• Chris LeBeau

4 points of focus for your remote workforce

Many organizations who are used to having a workforce that primarily comes into the office are facing a tough new normal of managing a remote workforce. If your organization is used to operating primarily from an office, reviewing aspects like how you structure and manage your people as well as corporate policies and procedures can prove invaluable to make sure your people feel engaged and supported during this trying time. Let’s talk about a handful of places to begin.

The remote office: for many of us, computers, tablets and smartphones serve as the primary tools for getting our work done and are of course portable. Yet it would be a mistake to assume once these are in-hand, your people are good-to-go

  • What kind of workspace do they have? Are there any ways to reduce distractions or make them more physically comfortable?

  • What is their internet connection like? Do they typically have a mouse, keyboard or additional monitor?
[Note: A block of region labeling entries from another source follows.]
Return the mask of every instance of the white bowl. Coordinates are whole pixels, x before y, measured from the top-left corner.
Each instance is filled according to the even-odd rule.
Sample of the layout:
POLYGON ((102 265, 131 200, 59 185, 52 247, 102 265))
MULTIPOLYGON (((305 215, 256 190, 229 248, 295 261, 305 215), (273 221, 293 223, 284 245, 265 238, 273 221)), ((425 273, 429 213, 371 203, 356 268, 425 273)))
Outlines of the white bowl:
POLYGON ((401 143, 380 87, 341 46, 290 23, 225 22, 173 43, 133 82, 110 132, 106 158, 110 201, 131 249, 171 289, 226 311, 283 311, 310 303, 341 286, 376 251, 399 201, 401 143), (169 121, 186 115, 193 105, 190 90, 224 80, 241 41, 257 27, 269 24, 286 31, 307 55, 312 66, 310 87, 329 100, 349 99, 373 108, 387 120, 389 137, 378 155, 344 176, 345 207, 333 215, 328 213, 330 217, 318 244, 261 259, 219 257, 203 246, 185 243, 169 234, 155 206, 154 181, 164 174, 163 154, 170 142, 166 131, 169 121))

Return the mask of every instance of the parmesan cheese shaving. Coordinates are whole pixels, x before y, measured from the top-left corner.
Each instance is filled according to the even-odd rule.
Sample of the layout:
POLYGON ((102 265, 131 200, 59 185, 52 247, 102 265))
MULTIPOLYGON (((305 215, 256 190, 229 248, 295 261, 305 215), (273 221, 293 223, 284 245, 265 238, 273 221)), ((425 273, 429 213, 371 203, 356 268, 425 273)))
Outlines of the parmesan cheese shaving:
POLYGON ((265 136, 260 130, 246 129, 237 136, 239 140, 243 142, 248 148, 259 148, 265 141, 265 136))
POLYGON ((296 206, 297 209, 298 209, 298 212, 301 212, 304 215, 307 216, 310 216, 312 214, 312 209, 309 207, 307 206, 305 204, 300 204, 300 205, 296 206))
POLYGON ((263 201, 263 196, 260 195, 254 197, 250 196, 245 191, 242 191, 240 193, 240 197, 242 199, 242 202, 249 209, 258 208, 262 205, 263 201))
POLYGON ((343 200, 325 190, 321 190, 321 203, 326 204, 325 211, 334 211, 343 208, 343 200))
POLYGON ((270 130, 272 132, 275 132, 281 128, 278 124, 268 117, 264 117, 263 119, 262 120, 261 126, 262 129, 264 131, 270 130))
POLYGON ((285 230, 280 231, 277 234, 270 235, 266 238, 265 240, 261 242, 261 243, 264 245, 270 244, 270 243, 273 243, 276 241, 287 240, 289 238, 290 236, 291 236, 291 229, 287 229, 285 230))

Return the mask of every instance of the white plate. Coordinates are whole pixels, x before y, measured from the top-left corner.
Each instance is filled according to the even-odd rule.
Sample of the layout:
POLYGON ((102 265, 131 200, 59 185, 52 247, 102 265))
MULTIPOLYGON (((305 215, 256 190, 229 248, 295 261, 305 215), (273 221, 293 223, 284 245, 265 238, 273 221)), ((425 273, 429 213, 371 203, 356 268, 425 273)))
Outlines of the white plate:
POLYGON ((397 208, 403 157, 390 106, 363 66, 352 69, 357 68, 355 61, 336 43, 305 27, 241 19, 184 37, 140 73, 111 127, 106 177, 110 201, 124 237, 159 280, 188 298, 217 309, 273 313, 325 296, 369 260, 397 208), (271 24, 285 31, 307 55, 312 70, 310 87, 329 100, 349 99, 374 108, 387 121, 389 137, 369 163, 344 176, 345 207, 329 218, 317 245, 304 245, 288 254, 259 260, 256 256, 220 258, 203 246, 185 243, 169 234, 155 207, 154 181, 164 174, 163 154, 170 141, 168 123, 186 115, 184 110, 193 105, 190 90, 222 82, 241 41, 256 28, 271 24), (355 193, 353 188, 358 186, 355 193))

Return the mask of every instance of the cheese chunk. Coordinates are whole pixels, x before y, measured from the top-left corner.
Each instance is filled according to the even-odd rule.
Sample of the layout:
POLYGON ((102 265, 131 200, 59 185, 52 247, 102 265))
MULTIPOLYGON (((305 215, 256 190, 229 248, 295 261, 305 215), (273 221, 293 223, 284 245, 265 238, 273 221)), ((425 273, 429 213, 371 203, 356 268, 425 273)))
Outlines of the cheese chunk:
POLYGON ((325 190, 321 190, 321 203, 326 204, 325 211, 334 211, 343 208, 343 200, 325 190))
  • Is accessing internal documents relatively simple when remote or overly complex?

The cost vs. investment: Addressing any of these things may require small investments on your part but once you have asked your people what they have compared to what they typically rely on, it's valuable to weigh what it may be costing you if works tasks are regularly taking them 25% or 50% longer.

Deadlines and deliverables: Another item to consider is a move to making organizational, department and individual priorities clearer. As I heard one culture consultant put it, "when your people are working remotely think of them more like consultants.” When you rely on a consultant, standard operating procedure typically involves providing them a clear scope of work along with deadlines and deliverables expected. When this is paired this with regular touch bases, it ensure you are both aligned on priorities, the value it will provide and the opportunity to discuss and remove barriers. Many cultures do not clarify what is of greatest importance, this leave employees unfocused and half-addressing too many items at once.

Next is communication: There are many mediums available, which can be useful when deployed well and overwhelming when not. If people feel compelled to constantly check their email, chat tools, texts and other mediums, complex work is not getting done. Cal Newport highlights this on his deep work to shallow work comparison. Take this time to ask your people what each communication tool should and should not be used for. Which are for timely communications and where do non-urgent messages go? Your role then as a leader is to follow these rules yourself and nudge your people back to them if they veer off course. Key things to keep in mind

  • If you spot ambiguity or angst among your people due to the lack of inflection available in electronic communication, they should get on the phone or a video call to clear things up.

  • No multi-tasking while on video or phone calls. If you or your people are looking at devices or other work to be done during a meeting, you diminish its importance, which ripples across your team. This moment in time is an opportunity to reset bad behaviors.

  • Establish a regular cadence of check-ins with your team and individually through 1:1s. Remember, if the deadlines and deliverables are clear there is no need to micromanage them but you should be checking in to see how they are doing.

  • What daily or weekly messaging are you providing your people to humanize this moment? Everyone is figuring this all out one day at a time and the more you share, the more your people will be reminded they're not alone.

Finally, broader engagement issues are important:

  • Schedule time on the front end of meetings if people need to vent about present frustrations or talk about how they’re coping with cabin fever and the new normal.

  • Ask your people directly or via survey, "what do you miss about being in the office? What about being at home has been nice?" These questions can help you figure out what is missing and what might be helping be a better employee when remote.

  • Flexible schedules and breaks are key. Some of your people are working at home with a partner / spouse and potentially children. Are you providing them a level of flexibility to best manage this new normal? Schedule walks on your calendar, time to play with your kids or time for an actual lunch break. If people see you doing this they will follow suit.

  • At the office we may “chat by the water cooler” during the day or after a meeting. Create channels on a platform like Slack for casual conversation. When your people feel like they can unplug for a few minutes they will be more engaged.

So much of the early stages of this moment requires patience and willingness to roll with punches. But in the long run, remote work may provide you with an opportunity to reset or reaffirm your culture. As you build out a more robust remote work arm of your organization, the real test is making sure it mirrors and builds upon what is already going well.